Scholars have been arguing whether the Cold War was an intellectual conflict or a military-political struggle.
The battle, however, was more inclined to moral disagreements between members of the socialists and the capitalists. The latter was made up of the United States and its allies, while the USSR and its allies in the eastern bloc spearheaded communism. The reason that the conflict is considered more ideological than military-political is that, aside from a few proxy wars across the globe, there were no physical fights between the two main superpowers. This was seen especially in Vietnam and Korea, where American troops fought against their opponents with the support of the USSR. If it was driven by the idea of politico-military struggle, then the US and USSR would boldly engage each other in a direct armed conflict.

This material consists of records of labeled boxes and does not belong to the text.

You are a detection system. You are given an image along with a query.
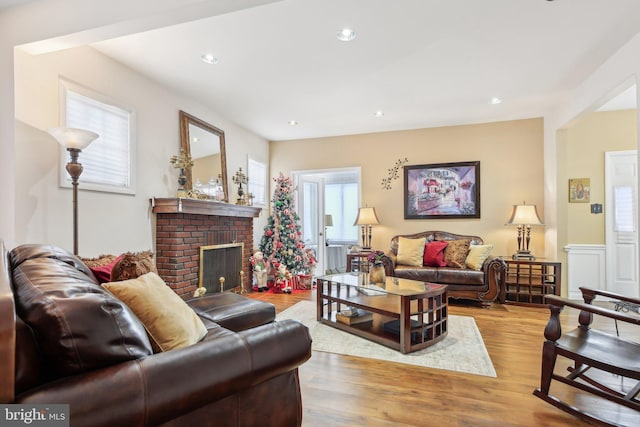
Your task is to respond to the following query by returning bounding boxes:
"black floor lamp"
[49,128,99,255]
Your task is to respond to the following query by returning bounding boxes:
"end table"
[347,252,371,272]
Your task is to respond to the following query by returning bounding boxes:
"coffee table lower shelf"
[317,275,448,353]
[320,316,447,353]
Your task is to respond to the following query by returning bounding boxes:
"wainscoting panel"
[564,244,607,301]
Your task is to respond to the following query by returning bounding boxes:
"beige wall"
[191,154,222,185]
[15,47,269,256]
[270,119,544,255]
[558,109,638,247]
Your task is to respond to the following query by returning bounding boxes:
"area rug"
[277,301,497,378]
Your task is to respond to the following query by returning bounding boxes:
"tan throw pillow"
[465,245,493,270]
[397,237,426,267]
[110,251,158,282]
[102,273,207,351]
[444,239,471,268]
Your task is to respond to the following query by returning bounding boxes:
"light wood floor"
[249,291,640,427]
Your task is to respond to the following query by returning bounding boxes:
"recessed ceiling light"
[336,28,356,42]
[200,53,220,65]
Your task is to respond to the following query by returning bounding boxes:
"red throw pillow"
[89,255,122,284]
[423,240,447,267]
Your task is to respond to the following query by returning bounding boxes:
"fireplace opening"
[198,243,244,294]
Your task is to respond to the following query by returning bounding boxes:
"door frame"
[291,166,362,274]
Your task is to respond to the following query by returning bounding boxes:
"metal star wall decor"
[382,157,409,190]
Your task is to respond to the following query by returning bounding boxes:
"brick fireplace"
[151,198,260,298]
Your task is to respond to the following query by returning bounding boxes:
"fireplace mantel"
[151,197,261,218]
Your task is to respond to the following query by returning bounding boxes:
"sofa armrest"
[0,240,16,403]
[16,320,311,427]
[482,257,507,301]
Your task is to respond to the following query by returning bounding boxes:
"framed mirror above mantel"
[180,111,229,202]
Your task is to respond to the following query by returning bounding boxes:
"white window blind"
[247,159,267,205]
[63,79,135,194]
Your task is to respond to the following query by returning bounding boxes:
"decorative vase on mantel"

Ideology was more important to USSR for being the foundation upon which the nation had been built.
The West had uncomfortable with the spread of the ideology and the revolutionary threat that Bolsheviks articulated (Ruggie 553-570). The antagonistic and traditional attitude towards the communist east was marched by the deep-seated fear by the Soviets in the capitalist society and the political intentions of their leaders. A Huge amount of monetary resources were used by the two sides of the cold war with massive stockpiles of weapons being made for protection in case of an actual attack. It should, however, be noted from this scenario that the military motive was a secondary objective with the ideological struggle coming first. From the waste of resources which negatively affected the citizens from both sides, the effects of the war were almost equivalent to that of a real physical war. This difference was as a result of lack of blood spilling on either side of the two great warring countries.
Ruggie, John Gerard. "Third try at world order? America and multilateralism after the Cold War." Political Science Quarterly 109.4 (1994): 553-570.